De plicht die hoort bij bepaalde rechten komt daar op neer dat de rechten van andere mensen gerespecteerd dienen te worden. Dieren hebben rechten, maar hoe zit dat met hun plichten?
Los van hoe je de inhoud ziet van dierenrechten zijn dierenrechten eigenlijk mensenrechten. Het zijn rechten die mensen worden toegekend om andere mensen grenzen te stellen in het behandelen van dieren.
Om deze reden hebben dieren geen plichten. De plichten liggen bij de mensen die anderen grenzen willen stellen en bij mensen die dieren hun vrijheid onthouden.
In onze tijd is de vrije natuur zo ingeperkt dat je kunt stellen dat alle ruimte op Aarde valt onder het menselijke beheer en daarmee verantwoordelijkheid. Het is nog maar één tot twee eeuwen geleden dat de situatie volkomen anders lag. Voor die tijd kon je je uit de samenleving terugtrekken in de vrije natuur in Afrika of het Wilde Westen en daar zaken doen die buiten iedere jurisprudentie vielen. Gelukkig is dat voorbij, hoewel bijvoorbeeld in (cowboy- en indianen)films deze tijd nog steeds geromantiseerd wordt.
Nu heeft de overheid een zorgplicht voor dieren die in het grensgebied van natuurgebieden gewond raken of potentieel schade kunnen aanrichten aan mens, have en goed.
Dat de overheid haar zorgplicht verwaarloost, heeft naast de kosten ook te maken met de omstandigheid dat de rechten van dieren nu gebaseerd worden op de intrinsieke waarde van het dier. De intrinsieke waarde is namelijk de waarde die het dier heeft los van waarde die de mens haar toekent. Met deze kromme definitie van recht heeft de staat haar handen afgetrokken van haar verantwoordelijkheid. Dieren die gewond raken in het verkeer of buiten de aan hen toegewezen habitat terecht komen, worden door de gezagsdragers (politie of jachtopzieners) domweg afgemaakt. Geld voor vervoer naar dierenklinieken of hun leefgebied hoeft zij dan niet meer beschikbaar te stellen.
Om de grondhouding van de politiek en overheid te verbeteren is een integrale bewustzijnsverandering nodig die gedragen wordt door in principe elke burger.

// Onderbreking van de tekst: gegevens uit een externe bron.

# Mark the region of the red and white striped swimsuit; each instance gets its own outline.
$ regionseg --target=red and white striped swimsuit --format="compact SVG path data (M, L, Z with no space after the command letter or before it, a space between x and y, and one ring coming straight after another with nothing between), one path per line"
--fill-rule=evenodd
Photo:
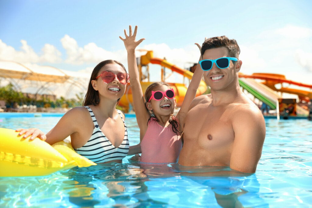
M181 137L178 133L177 135L173 131L172 124L164 128L155 118L152 118L141 143L141 162L177 162L182 146Z

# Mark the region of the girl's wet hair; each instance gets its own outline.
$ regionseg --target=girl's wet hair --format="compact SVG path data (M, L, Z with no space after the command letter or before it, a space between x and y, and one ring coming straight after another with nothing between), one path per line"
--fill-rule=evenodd
M149 85L147 87L147 88L146 88L146 90L145 91L145 93L144 94L144 99L145 99L145 101L149 100L149 99L152 96L152 91L154 91L153 90L154 89L157 87L162 86L163 85L165 85L167 86L168 86L168 87L170 89L171 88L171 86L170 86L169 84L163 82L154 82L150 85ZM145 102L145 104L146 104L146 102ZM145 107L146 108L146 110L148 111L149 109L147 109L147 107L146 107L146 104L145 105ZM153 116L152 116L151 115L151 114L150 114L149 119L149 120L147 121L148 125L149 123L149 122L152 118L154 118ZM171 115L170 115L170 118L169 119L169 123L172 126L172 130L174 132L177 134L177 135L178 135L180 133L178 129L179 124L178 123L177 121L175 119L173 119L174 118L174 116L173 115L173 112L172 112ZM156 117L155 118L157 119L157 118Z
M92 73L91 74L91 76L90 78L90 81L89 81L89 84L88 86L88 90L85 94L85 99L83 101L83 106L86 106L89 105L96 105L100 103L99 92L93 89L91 81L95 80L95 78L97 76L99 72L102 67L107 64L116 64L120 65L124 70L125 72L127 72L126 68L124 66L124 65L121 63L116 60L106 60L99 63L94 68L93 71L92 72ZM120 98L118 99L117 104L118 104L118 103L119 102L120 99Z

Om die verandering kans van slagen te geven is een visie nodig die zowel simpel als krachtig is. Om die te kunnen verwoorden moeten we naar het niveau van de ontwikkeling van de beschaving. Die ontwikkeling wordt gekenmerkt door sprongen in vrijheidsgraden. Vrijheid is start, middel en doel tot het komen van meer levenskwaliteit.
Het wachten is nu op de afwikkeling van de ontwikkeling. Die ontwikkeling kunnen wij mensen alleen zelf op gang brengen en houden.